Based on the above analysis, we believe the essential question for the all-in-one model to perform best on all datasets is "how to increase the dynamic capability of the Q-Mamba for different datasets." Based on the careful survey, we believe the following strategies can achieve an all-in-one Q-Mamba, which will be investigated in our future work.

(i) Dataset-Aware Prompt Tuning. We implemented StylePrompt for lightweight domain adaptation via feature modulation. We plan to extend this with dataset-specific prompts to activate different perception pathways based on the input domain, allowing dynamic adaptation without modifying backbone weights.

(ii) Multi-Domain Joint Training. We are extending our IQA experiments (Tables 2 and 6) with a multi-domain training protocol incorporating domain generalization losses (e.g., feature alignment or contrastive losses) to reduce domain gaps.

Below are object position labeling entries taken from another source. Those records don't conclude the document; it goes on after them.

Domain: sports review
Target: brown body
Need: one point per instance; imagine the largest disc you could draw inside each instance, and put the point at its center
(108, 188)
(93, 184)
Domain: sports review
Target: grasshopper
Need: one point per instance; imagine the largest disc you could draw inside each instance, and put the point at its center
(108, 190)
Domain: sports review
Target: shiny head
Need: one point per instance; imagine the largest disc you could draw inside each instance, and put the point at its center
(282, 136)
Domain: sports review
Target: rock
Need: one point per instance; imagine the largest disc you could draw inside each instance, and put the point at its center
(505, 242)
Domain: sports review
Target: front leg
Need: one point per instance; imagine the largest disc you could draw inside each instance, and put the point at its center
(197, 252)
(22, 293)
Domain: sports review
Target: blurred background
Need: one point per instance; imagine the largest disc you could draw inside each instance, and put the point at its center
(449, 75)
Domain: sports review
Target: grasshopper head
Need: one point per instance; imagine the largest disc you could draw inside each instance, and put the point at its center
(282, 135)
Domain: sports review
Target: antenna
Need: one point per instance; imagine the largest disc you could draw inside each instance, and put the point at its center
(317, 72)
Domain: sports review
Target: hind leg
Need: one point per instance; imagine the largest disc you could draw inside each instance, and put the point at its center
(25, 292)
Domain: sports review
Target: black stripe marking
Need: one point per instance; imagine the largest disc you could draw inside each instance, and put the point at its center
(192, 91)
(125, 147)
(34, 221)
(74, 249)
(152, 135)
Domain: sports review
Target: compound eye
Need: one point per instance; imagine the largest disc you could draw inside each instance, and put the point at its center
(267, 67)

(iii) Preliminary Unified Model Experiments. In the final version, we plan to add experiments with a single QMamba variant enhanced with dataset prompts, trained jointly on all datasets. Early results (Tables 2 and 6) across six domains have shown the feasibility for universal deployment.

Q2: About the suggestion to compare with more representative and recent IQA methods.

A2: We thank the reviewer for the constructive suggestion. We fully agree that incorporating comparisons with both classical and recent SOTA methods such as BMPRI, RichIQA, and MINT-IQA can provide a more comprehensive evaluation.

To address this, we have collected partial results from these methods on several popular IQA datasets and compared them with our QMamba framework. As shown in the table below, QMamba achieves highly competitive PLCC scores, outperforming or matching recent strong baselines on many benchmarks.

Table 1: PLCC comparison with classical and recent IQA methods

In the final version, we will further extend the comparisons to include more datasets if available, ensuring a thorough and fair benchmarking.

Q3: Some discussions on the generalization to video and audio-visual quality assessment.

A3: We appreciate the reviewer’s forward-looking suggestion. Indeed, exploring the extension of our proposed architecture to video and audio-visual quality assessment is a promising direction, and it is part of our planned future work.

To provide an initial insight, we conducted preliminary experiments by adapting QMamba to the video domain. As shown in the table below, our QMamba (Video) achieves performance comparable to FastVQA while consuming fewer GFLOPs:

Table 2: Preliminary results for video quality assessment.

Video quality assessment (VQA) typically demands much higher computational resources due to temporal modeling. Our efficient SSM-based architecture, originally designed for image quality perception, offers a solid foundation to balance performance and computational cost in VQA tasks.

Moreover, since audio signals inherently possess sequential structures, we believe the state space modeling capability of our architecture is well-suited for audio or audio-visual quality assessment. We envision that our work can serve as a strong baseline for future research on applying selective state space models in both video and audio domains.

Q4: About the suggestion to include more surveys on image and video quality assessment.

A4: We appreciate the reviewer’s suggestion. In the final version, we will include a more comprehensive survey of image and video quality assessment literature and explore recent works that can be meaningfully integrated with our proposed framework.